Association Testing of novel_4 & rs2230926
We further evaluated the novel_4 and rs2230926 SNPs by testing associations in the full MADGC collection, in particular for the presence of multiple AIDs, any AID, and individual AIDs versus healthy controls. In order to prevent false positives due to population stratification, we also tested significance of three ancestry informative markers (AIMs)28 with rs2230926 and novel_4 genotypes and between control groups. None of the AIMS were significantly associated with rs2230926 or novel_4 genotypes, suggesting that stratification is not a problem in these analyses.

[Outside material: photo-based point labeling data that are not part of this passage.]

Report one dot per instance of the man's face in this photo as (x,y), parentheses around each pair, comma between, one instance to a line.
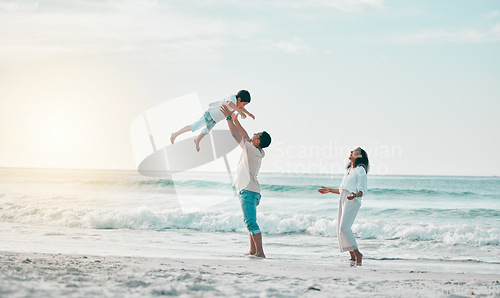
(256,138)
(241,104)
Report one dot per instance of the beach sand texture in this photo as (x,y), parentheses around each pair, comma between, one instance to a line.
(59,275)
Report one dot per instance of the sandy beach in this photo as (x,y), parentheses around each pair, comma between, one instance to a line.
(57,275)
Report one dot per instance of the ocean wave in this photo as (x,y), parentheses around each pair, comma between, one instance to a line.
(146,218)
(432,212)
(300,190)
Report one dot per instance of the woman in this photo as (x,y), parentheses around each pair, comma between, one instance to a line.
(352,188)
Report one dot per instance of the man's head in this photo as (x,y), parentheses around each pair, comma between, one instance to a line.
(261,139)
(243,97)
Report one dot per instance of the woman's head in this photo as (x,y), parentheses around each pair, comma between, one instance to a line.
(359,157)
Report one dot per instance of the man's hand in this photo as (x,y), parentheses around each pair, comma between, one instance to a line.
(225,111)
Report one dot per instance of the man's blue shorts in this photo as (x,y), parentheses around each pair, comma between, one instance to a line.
(249,201)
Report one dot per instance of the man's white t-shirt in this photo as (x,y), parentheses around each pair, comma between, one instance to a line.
(355,181)
(214,108)
(248,168)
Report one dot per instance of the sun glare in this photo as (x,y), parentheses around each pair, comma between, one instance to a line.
(55,127)
(57,133)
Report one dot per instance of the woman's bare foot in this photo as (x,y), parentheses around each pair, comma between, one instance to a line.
(260,255)
(197,142)
(359,259)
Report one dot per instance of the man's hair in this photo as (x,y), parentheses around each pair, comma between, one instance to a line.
(244,95)
(265,140)
(360,161)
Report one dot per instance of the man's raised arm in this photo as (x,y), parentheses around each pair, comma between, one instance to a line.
(234,131)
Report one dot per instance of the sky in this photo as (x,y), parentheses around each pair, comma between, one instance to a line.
(414,83)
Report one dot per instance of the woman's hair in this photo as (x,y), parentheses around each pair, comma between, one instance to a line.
(360,161)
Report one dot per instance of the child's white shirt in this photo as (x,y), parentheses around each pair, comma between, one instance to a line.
(214,108)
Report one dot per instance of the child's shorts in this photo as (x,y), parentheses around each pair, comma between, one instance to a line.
(205,120)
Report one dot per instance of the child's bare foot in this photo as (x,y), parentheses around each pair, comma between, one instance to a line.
(197,142)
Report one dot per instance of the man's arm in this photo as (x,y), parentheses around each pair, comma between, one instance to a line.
(235,107)
(234,131)
(240,128)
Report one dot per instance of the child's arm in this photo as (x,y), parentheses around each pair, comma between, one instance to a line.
(248,113)
(234,107)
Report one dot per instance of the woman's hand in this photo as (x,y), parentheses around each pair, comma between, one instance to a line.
(324,190)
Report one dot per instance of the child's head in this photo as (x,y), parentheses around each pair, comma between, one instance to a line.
(243,97)
(261,139)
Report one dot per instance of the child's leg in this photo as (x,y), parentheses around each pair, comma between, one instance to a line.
(197,141)
(181,131)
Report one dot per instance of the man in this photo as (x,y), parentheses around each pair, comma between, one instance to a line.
(246,177)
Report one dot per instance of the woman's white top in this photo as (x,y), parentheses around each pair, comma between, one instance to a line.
(354,181)
(214,107)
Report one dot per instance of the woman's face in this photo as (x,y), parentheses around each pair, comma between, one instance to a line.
(354,155)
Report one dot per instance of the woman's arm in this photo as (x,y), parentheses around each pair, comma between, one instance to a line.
(325,190)
(355,195)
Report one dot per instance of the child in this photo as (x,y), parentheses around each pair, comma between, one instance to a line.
(213,115)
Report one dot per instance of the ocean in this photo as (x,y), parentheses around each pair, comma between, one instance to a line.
(426,223)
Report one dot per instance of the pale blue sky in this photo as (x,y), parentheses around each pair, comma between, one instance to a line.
(416,83)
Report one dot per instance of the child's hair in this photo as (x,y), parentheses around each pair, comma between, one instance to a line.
(265,140)
(244,95)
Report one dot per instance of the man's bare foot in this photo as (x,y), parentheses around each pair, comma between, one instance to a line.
(359,259)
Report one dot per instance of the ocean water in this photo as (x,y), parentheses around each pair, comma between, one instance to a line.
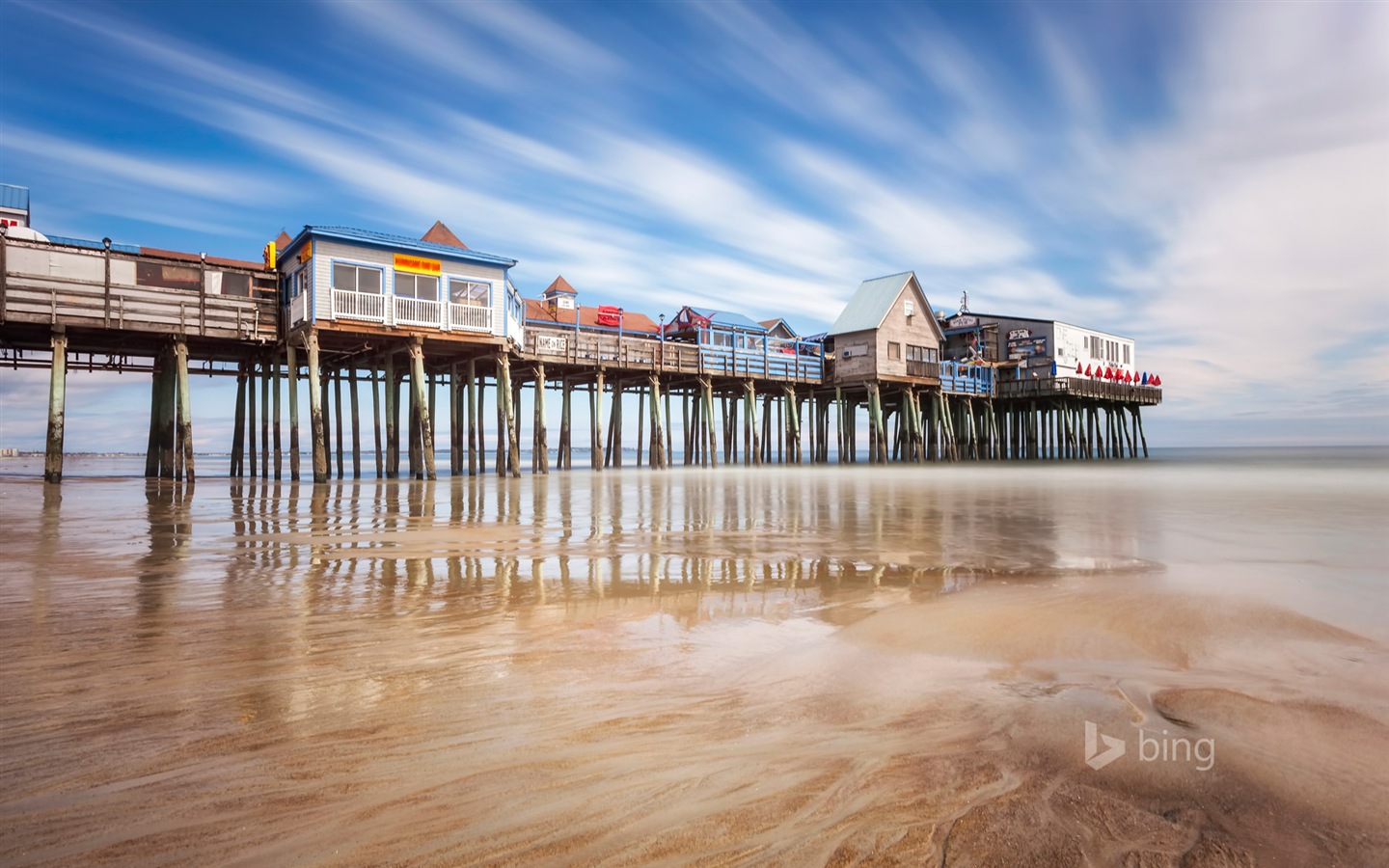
(773,665)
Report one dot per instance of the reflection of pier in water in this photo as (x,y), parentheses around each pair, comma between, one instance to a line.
(491,543)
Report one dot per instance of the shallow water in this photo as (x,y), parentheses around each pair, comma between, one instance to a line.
(776,665)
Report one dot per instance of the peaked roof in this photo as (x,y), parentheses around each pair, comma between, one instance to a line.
(539,312)
(874,299)
(729,318)
(400,242)
(442,235)
(561,286)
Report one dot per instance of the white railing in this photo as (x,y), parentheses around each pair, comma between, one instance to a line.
(470,317)
(419,312)
(357,306)
(299,309)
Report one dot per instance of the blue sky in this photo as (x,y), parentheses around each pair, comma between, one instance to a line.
(1212,179)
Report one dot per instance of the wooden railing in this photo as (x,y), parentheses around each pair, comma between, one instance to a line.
(116,289)
(1074,387)
(668,356)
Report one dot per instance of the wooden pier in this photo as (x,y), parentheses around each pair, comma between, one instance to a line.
(173,314)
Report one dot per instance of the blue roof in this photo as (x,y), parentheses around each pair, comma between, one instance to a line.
(81,242)
(870,305)
(401,242)
(14,198)
(735,321)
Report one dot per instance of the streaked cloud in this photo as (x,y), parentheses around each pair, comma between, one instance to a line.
(769,157)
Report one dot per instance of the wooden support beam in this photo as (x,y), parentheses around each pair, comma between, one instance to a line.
(388,385)
(454,421)
(540,450)
(375,420)
(474,409)
(508,419)
(250,416)
(417,381)
(185,409)
(640,423)
(292,372)
(338,417)
(315,410)
(706,387)
(57,407)
(151,458)
(596,451)
(265,366)
(356,421)
(564,460)
(280,451)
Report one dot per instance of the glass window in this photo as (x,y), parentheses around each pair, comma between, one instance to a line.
(417,286)
(470,292)
(354,278)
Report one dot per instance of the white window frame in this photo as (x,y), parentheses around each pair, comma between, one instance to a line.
(332,275)
(413,278)
(467,281)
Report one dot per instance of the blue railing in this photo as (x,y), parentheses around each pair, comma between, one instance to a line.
(761,356)
(966,379)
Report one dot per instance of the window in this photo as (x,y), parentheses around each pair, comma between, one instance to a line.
(167,277)
(417,286)
(236,285)
(297,283)
(476,293)
(354,278)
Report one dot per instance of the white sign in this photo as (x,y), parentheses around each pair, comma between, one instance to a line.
(555,344)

First, to confirm the association of novel_4 with multiple AID diagnoses, the insertion-deletion polymorphism was genotyped in all Caucasian individuals in the MADGC collection, which included 1008 affected participants and 770 unaffected family controls. Software which can account for the relatedness among MADGC cases and controls was used for association testing (see Methods). Significant association with multiple AID diagnoses was not observed (p= 0.337; N cases = 142), but the odds ratio remained greater than 1 (OR = 1.67 (95% CI: 0.61–4.57). However, the novel_4 variant was significantly associated with RA (OR = 2.48, p = 0.041; N cases = 146).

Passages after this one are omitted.